Networking issues with Spark on EC2

2015-09-24 Thread SURAJ SHETH
Hi,

I am using Spark 1.2 and facing network related issues while performing
simple computations.

This is a custom cluster set up using ec2 machines and spark prebuilt
binary from apache site. The problem is only when we have workers on other
machines(networking involved). Having a single node for the master and the
slave works correctly.

The error log from slave node is attached below. It is reading textFile
from local FS(copied each node) and counting it. The first 30 tasks get
completed within 5 seconds. Then, it takes several minutes to complete
another 10 tasks and eventually dies.

Sometimes, one of the workers completes all the tasks assigned to it.
Different workers have different behavior at different
times(non-deterministic).

Is it related to something specific to EC2?

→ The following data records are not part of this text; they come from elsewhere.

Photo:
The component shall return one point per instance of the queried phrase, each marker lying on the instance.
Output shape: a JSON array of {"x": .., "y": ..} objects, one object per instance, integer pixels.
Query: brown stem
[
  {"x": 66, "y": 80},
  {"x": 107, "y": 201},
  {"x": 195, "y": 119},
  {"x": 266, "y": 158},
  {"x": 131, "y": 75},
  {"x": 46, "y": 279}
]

15/09/24 13:04:40 INFO Executor: Running task 117.0 in stage 0.0 (TID 117)

15/09/24 13:04:41 INFO TorrentBroadcast: Started reading broadcast variable
1

15/09/24 13:04:41 INFO SendingConnection: Initiating connection to
[master_ip:56305]

15/09/24 13:04:41 INFO SendingConnection: Connected to
[master_ip/master_ip_address:56305], 1 messages pending

15/09/24 13:05:41 INFO TorrentBroadcast: Started reading broadcast variable
1

15/09/24 13:05:41 ERROR Executor: Exception in task 77.0 in stage 0.0 (TID
77)

java.io.IOException: sendMessageReliably failed because ack was not
received within 60 sec

at
org.apache.spark.network.nio.ConnectionManager$$anon$13$$anonfun$run$19.apply(ConnectionManager.scala:918)

at
org.apache.spark.network.nio.ConnectionManager$$anon$13$$anonfun$run$19.apply(ConnectionManager.scala:917)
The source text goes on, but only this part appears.